AMY GOODMAN: Have you seen anything like this before? For example, the post office in Tacoma, Washington, in Dallas, Texas, reconnecting letter sorting machines that were disconnected under orders from the postmaster general?
PHILIP RUBIO: Well, I can't think of anything like that. But we have to remember, on the one hand, these are isolated incidents, but, on the other hand, they are revealing of what postal workers have always done in the past taken measures into their own hands and it's a promise of what might happen in the future. That is, postal workers because we have to remember, postal workers are really the heart of what I would call the service culture that's still alive in the post office OK? as opposed to the business culture of just trying to cut costs. And so, to actually take a risk at being fired for insubordination, you know, to plugging those machines back in, we might see that takes a great effort, and we might see something like postal workers defying bans on overtime to make sure that ballots get through.

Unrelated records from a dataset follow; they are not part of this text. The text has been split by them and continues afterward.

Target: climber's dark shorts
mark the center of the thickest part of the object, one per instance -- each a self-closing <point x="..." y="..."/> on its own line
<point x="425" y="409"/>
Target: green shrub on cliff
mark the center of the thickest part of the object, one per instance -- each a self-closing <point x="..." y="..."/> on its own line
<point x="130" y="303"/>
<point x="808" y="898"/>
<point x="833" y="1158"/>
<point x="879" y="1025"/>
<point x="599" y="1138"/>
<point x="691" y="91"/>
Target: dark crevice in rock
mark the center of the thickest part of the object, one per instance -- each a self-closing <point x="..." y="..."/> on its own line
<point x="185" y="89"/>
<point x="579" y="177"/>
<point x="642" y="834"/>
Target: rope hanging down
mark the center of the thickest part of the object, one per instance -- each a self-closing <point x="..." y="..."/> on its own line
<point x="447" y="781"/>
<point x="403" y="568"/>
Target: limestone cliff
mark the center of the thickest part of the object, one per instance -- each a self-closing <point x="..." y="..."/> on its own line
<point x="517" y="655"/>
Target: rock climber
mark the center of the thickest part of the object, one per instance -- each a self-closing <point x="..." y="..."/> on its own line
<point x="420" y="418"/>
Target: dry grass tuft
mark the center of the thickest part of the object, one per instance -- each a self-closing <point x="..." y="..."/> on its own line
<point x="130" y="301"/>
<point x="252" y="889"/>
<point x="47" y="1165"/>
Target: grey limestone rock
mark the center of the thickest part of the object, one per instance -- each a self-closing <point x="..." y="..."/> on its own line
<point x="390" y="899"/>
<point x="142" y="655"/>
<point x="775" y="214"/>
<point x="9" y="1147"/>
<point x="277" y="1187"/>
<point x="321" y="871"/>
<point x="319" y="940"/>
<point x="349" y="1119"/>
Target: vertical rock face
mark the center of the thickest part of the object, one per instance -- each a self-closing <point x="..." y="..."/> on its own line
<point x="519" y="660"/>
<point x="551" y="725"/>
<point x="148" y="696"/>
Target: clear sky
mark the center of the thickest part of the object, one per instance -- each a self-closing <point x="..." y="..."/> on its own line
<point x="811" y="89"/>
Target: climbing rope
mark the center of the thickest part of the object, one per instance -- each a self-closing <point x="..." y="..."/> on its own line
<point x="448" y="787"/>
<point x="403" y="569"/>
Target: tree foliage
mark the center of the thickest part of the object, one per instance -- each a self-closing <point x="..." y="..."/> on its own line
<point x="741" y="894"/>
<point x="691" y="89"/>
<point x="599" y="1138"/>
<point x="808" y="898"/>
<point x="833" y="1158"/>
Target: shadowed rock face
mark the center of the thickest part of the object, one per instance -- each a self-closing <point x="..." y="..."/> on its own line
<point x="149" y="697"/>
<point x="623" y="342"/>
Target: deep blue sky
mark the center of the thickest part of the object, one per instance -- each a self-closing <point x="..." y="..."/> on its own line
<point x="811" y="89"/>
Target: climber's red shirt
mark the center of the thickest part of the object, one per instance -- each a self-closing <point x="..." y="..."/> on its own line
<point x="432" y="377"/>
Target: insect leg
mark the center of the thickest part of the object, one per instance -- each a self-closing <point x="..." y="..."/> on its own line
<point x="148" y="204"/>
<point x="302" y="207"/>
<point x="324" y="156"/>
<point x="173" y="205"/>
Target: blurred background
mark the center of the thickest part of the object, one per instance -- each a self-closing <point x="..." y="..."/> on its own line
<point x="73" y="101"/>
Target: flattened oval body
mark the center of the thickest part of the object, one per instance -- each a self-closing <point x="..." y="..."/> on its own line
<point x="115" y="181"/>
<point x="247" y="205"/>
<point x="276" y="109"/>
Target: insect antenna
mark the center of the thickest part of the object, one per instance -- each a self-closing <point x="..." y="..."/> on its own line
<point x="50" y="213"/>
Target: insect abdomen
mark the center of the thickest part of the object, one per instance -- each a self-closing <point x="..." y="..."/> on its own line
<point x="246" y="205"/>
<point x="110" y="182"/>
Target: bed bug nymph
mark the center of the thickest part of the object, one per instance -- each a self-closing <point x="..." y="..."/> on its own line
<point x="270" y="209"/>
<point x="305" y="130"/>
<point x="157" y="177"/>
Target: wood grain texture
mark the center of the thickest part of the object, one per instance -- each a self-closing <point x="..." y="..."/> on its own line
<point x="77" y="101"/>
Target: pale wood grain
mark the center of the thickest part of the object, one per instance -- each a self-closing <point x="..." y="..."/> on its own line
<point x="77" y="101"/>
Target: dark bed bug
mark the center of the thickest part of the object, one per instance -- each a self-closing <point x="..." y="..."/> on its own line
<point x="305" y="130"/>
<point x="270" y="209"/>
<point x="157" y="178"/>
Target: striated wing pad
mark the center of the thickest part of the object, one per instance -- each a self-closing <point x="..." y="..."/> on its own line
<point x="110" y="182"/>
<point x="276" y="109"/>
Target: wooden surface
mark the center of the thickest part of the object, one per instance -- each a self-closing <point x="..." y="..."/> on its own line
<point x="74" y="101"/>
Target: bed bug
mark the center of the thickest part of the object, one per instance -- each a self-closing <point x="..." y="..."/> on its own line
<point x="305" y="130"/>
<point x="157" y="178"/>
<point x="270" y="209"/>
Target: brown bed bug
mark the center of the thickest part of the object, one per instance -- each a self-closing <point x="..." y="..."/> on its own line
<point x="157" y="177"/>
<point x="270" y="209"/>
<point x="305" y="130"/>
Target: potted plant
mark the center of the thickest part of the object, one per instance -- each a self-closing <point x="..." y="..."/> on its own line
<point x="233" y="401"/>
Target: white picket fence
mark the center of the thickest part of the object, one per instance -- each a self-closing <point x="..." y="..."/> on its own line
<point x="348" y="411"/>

AMY GOODMAN: I want to go to David C. Williams, the former Postal Service inspector general, former vice chair of the Postal Board of Governors. In his opening remarks to the House Progressive Caucus last week, Williams criticized Treasury Secretary Steven Mnuchin.
DAVID WILLIAMS: I recently resigned as the vice chairman of the Postal Board of Governors, when it became clear to me that the administration was politicizing the Postal Service, with the treasury secretary as the lead figure for the White House in that effort. By statute, the Treasury was made responsible for providing the Postal Service with a line of credit. The Treasury was using that responsibility to make demands that I believe would turn the Postal Service into a political tool, ending its long history as an apolitical public infrastructure.
AMY GOODMAN: Can you respond to that, Professor Philip Rubio?
PHILIP RUBIO: Well, David C. Williams was the watchdog, and he was one of two watchdogs, the other being Ronald Stroman, who also well, he resigned under pressure. So, they were looking out for the Postal Service, and they both resigned because they saw it being politicized.